Ethambutol-induced acute renal failure

Sir,

Ethambutol can cause ocular toxicity and hyperuricaemia, but ethambutol-associated acute renal failure during treatment of pulmonary tuberculosis is extremely rare [1,2]. Here we report the case of a man who manifested with oliguric acute renal failure and jaundice associated with ethambutol.

Case. A 33-year-old man was referred to our university hospital from a local clinic because of oliguria for the previous 2 days. Five years previously he had been treated for pulmonary tuberculosis with the antituberculosis medications rifampicin, pyrazinamide, isoniazid and ethambutol. Three days prior to admission, he was diagnosed as having a recurrence of pulmonary tuberculosis and was started on the same four medications at a local clinic. One day after the initiation of this treatment, he noted jaundice, abdominal pain and oliguria. Admission laboratory data were as follows: blood urea nitrogen, 71.6 mg/dl (25.5 mmol/l); creatinine, 5.2 mg/dl (459 µmol/l); albumin, 4.0 g/dl (40 g/l); total bilirubin, 14.0 mg/dl (238 mmol/l); direct bilirubin, 9.8 mg/dl (166 mmol/l); aspartate aminotransferase, 170 IU/l; alanine aminotransferase, 28 IU/l; urine pH 7.0, specific gravity 1.010, proteinuria 3+; and the urine sediment contained many red cells and 3–5 white cells per high-power field. Sputum stained positive for acid-fast bacilli. All four antituberculosis medications were stopped on the day of admission.

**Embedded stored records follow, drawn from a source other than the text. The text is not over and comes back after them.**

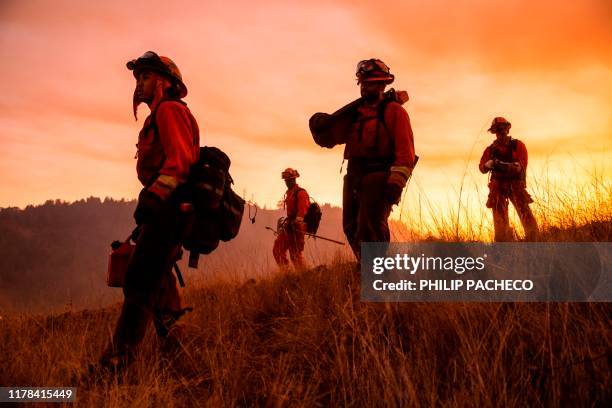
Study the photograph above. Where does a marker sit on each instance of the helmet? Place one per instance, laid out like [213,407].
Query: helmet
[160,64]
[373,70]
[289,173]
[499,122]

Anuria persisted for 4 days. On the 8th and 15th day after initiation of antituberculosis medication, isoniazid and rifampicin were reintroduced without development of anuria or other intolerance reactions. On the 24th day after initiation of antituberculosis medication, ethambutol was reintroduced, and abdominal pain, fever and general weakness occurred on the same evening. The serum creatinine level increased to 8.6 mg/dl and urine output decreased; therefore, haemodialysis was initiated (Figure 1). A renal biopsy performed on the 39th day after initiation of antituberculosis medication showed features characteristic of acute tubular necrosis that were more prominent than interstitial infiltration. The patient completely recovered his renal function after receiving isoniazid, rifampicin, pyrazinamide and cycloserine.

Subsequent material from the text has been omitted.